O que define a estrutura psicótica, para Lacan, é a foraclusão do significante Nome-do-Pai; o efeito disso é que não se inscreve para o sujeito psicótico o significante falo, enquanto significante da falta no campo do Outro. Consequentemente, o psicótico não ordena o seu imaginário em termos da falta a ser, ao contrário, apoia-se na imagem do outro, seu semelhante, para dar conta do enfrentamento do que acredita que deva fazer na administração de sua vida cotidiana. O sujeito psicótico busca responder às demandas do Outro se oferecendo como objeto que o completa, conferindo-lhe assim consistência.

No texto A significação do falo, Lacan (1958a/1988) diz:

[...] que o complexo de castração inconsciente tem uma função de nó: [...] numa regulação do desenvolvimento que dá a [...] sua razão, ou seja, a instalação, no sujeito de uma posição inconsciente sem a qual ele não poderia identificar-se com o tipo ideal de seu sexo, nem tampouco responder, sem graves incidentes [ao desejo] de seu parceiro na relação sexual, ou até mesmo acolher com justeza às [necessidades] da criança daí procriada (p. 692).
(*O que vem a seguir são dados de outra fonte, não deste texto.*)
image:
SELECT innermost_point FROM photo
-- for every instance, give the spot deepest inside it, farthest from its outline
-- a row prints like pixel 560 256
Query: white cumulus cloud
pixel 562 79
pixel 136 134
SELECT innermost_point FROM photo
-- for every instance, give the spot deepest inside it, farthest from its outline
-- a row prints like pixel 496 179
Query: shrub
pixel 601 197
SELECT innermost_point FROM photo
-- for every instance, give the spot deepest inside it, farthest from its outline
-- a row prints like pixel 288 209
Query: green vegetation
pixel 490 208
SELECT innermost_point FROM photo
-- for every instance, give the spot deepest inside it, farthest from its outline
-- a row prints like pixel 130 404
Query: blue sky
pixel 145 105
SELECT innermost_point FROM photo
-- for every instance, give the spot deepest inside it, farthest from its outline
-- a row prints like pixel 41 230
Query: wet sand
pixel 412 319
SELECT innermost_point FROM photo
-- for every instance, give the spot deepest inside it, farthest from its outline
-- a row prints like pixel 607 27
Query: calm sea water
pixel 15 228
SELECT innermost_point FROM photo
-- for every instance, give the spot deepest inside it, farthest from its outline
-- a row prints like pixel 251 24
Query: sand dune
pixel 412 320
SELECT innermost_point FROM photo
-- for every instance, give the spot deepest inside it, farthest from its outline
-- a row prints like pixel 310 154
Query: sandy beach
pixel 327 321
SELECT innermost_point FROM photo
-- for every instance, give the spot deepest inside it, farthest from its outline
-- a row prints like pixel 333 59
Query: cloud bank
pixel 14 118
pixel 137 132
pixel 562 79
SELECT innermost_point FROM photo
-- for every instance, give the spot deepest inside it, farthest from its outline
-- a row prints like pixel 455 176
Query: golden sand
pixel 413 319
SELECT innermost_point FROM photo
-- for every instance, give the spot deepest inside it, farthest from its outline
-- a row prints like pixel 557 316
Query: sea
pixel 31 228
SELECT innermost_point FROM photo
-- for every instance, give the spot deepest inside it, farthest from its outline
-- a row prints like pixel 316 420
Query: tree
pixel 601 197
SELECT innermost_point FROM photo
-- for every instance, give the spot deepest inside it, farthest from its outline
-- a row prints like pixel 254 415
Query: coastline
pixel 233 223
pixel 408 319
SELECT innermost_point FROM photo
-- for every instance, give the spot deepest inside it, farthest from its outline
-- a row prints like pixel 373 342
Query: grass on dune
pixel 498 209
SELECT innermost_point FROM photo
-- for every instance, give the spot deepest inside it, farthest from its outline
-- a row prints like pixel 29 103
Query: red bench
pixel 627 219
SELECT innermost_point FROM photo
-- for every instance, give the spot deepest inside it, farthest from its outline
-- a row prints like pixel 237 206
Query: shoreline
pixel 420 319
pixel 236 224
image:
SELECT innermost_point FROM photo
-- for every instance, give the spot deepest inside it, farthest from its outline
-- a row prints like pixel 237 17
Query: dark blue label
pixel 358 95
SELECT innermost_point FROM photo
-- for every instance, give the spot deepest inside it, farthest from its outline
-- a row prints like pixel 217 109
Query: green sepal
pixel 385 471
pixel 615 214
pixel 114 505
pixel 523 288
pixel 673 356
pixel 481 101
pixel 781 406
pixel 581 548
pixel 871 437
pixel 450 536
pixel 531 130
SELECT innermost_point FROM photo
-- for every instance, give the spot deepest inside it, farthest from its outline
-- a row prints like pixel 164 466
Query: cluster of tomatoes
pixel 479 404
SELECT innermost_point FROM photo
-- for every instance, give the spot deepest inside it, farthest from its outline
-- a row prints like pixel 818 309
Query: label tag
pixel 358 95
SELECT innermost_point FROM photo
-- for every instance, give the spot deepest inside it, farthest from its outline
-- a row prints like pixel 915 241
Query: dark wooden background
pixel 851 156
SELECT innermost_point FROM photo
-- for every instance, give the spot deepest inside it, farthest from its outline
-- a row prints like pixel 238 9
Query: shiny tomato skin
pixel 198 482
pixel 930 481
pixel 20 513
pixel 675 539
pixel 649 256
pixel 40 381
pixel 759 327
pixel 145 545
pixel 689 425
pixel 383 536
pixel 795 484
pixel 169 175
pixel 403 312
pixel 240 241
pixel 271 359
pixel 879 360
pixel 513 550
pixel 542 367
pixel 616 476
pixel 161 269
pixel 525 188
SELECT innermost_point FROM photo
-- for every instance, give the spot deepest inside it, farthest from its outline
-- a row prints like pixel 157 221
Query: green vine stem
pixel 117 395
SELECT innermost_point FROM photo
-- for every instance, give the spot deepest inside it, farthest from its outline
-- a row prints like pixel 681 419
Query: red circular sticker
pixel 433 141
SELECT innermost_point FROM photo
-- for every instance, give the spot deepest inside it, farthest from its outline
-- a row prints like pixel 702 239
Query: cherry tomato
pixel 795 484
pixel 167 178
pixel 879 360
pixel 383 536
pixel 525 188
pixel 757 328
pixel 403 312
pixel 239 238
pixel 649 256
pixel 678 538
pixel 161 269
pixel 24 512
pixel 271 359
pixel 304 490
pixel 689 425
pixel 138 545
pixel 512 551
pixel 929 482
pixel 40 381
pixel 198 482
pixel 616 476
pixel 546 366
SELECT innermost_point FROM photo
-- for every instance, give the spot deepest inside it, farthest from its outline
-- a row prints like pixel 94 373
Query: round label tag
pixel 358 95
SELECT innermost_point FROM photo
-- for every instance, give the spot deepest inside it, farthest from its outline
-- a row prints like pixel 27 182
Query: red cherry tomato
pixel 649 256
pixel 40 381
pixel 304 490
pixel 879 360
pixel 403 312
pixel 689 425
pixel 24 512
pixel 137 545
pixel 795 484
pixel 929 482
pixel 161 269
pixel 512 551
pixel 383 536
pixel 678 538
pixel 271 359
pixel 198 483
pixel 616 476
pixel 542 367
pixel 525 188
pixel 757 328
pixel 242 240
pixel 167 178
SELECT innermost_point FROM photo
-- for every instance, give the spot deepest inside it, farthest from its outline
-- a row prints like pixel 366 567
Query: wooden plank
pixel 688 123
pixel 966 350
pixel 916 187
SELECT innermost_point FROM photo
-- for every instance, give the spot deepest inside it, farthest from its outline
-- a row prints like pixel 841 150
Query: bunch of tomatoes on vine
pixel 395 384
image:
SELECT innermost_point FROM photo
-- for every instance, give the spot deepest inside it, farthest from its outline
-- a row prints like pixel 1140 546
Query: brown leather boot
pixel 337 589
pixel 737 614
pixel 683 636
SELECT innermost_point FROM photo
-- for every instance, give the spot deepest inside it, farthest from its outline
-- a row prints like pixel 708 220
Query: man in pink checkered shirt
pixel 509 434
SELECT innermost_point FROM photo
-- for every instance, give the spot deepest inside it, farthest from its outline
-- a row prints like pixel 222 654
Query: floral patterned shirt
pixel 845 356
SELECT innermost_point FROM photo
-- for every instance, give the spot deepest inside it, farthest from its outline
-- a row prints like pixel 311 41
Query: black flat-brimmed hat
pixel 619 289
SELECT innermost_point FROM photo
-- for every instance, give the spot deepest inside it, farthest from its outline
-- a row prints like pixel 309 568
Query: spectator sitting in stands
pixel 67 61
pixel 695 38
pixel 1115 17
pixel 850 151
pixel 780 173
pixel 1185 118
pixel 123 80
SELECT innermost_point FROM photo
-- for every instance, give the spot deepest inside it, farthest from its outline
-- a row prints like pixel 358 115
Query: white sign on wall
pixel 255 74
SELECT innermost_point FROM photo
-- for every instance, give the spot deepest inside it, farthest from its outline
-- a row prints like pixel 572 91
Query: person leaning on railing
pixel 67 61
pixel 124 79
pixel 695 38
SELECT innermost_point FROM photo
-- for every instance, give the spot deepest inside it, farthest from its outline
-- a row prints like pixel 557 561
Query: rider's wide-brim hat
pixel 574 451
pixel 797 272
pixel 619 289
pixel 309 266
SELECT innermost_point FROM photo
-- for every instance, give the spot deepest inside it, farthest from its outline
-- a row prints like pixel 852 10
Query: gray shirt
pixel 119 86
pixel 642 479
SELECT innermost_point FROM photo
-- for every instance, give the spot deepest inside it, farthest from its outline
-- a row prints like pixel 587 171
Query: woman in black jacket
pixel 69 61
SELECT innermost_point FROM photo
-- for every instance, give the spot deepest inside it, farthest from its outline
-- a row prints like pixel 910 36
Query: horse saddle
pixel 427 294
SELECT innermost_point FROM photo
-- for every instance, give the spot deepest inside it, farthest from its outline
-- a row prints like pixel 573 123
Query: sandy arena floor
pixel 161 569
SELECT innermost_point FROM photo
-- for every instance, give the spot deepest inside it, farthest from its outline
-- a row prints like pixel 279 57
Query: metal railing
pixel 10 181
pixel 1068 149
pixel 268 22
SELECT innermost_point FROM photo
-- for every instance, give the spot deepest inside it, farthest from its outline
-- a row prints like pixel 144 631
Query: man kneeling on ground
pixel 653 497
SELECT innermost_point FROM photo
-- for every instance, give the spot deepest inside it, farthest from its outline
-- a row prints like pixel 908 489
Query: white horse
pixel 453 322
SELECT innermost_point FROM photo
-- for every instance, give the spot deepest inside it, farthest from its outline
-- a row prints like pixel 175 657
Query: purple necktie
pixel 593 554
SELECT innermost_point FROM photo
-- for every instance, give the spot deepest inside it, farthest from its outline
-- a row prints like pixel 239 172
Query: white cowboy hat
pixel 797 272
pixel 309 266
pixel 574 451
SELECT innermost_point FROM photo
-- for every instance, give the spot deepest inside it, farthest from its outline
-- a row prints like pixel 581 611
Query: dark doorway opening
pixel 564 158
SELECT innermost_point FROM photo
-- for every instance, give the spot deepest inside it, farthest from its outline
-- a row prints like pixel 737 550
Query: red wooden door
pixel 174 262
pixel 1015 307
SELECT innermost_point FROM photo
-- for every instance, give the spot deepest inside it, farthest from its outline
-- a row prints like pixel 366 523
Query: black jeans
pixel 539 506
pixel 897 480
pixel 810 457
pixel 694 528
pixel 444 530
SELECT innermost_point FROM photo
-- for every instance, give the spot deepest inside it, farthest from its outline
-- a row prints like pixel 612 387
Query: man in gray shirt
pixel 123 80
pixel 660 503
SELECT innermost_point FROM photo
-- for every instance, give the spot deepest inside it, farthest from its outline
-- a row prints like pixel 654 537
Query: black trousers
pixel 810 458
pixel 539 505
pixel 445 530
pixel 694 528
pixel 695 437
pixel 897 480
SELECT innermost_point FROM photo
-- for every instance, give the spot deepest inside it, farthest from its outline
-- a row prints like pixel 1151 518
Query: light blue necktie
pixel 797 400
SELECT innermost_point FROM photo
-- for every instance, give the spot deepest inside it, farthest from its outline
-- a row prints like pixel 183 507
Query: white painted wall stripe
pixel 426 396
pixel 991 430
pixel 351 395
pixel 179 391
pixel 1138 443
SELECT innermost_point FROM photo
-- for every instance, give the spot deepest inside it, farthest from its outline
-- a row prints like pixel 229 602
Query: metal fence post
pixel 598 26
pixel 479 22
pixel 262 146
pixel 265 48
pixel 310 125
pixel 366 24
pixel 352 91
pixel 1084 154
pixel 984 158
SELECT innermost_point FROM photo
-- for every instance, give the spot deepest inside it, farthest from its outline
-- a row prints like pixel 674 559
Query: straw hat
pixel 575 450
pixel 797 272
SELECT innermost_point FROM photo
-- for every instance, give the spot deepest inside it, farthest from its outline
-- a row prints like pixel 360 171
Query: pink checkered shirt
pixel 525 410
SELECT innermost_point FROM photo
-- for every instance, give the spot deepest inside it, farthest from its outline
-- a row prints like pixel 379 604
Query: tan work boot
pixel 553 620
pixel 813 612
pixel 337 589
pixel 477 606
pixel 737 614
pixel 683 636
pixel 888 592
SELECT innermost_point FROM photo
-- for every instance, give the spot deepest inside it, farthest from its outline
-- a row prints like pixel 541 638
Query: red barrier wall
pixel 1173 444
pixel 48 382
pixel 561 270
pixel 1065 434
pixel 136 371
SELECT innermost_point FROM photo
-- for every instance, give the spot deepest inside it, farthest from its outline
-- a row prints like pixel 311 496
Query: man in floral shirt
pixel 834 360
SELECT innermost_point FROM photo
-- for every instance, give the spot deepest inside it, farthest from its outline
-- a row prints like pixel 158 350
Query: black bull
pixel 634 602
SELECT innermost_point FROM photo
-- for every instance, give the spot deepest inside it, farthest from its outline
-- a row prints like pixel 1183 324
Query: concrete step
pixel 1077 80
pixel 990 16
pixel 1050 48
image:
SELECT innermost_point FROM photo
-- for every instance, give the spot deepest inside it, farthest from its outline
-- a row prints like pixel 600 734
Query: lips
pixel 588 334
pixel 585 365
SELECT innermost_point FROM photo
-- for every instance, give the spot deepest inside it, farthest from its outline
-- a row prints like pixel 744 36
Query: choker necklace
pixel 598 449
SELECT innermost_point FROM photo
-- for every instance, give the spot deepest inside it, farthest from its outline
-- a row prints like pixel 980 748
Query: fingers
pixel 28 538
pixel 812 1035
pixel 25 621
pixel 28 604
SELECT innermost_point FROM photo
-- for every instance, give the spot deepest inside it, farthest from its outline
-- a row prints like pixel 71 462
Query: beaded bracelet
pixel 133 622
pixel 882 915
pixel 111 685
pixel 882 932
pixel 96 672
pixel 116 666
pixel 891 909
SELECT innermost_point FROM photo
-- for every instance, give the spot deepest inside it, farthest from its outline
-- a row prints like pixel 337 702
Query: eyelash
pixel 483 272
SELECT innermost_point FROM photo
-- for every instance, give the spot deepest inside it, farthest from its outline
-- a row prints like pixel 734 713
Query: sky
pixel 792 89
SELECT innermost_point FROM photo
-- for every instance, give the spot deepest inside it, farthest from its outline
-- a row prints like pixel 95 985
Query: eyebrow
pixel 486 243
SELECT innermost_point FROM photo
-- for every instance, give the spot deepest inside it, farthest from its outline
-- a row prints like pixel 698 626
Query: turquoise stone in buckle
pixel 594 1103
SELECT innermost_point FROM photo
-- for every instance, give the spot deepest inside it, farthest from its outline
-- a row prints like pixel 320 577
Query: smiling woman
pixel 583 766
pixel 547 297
Essas palavras de Lacan já demonstram os obstáculos com que vão se deparar os sujeitos psicóticos na vida privada, pela carência da significação fálica, em relação à identificação com o tipo ideal do seu sexo. O que isso quer dizer? Quer dizer que independentemente da anatomia, o sujeito, por meio de seu posicionamento em relação ao falo, pode identificar-se com um tipo ideal masculino ou feminino e definir uma consequente escolha de objeto sexual. Esta operação psíquica, de onde o sujeito sai provido de um Ideal de eu, só é possível pelo advento da castração, que institui o feminino como Outro sexo, como alteridade absoluta. Nesse contexto ganham sentido os aforismos lacanianos: a mulher não existe e não há relação sexual, que apontam para o desencontro fundamental, não há relação de complementaridade entre os sexos. Considerando-se a premissa fálica para todo o ser humano, o sexo feminino resta como o que escapa à representação. A mulher não existe, porque seu sexo não pode ser representado. Não há relação sexual entre um homem e uma mulher, porque cada um, no sexo, está em relação com o falo e não com o outro. Estamos todos, neuróticos, remetidos ao falo enquanto significante da falta, mas, muito embora as mulheres sejam não toda fálicas, pois seu sexo não é passível de representação, ainda assim elas participam do ordenamento fálico.

Julien equivale vida privada a gozo fálico.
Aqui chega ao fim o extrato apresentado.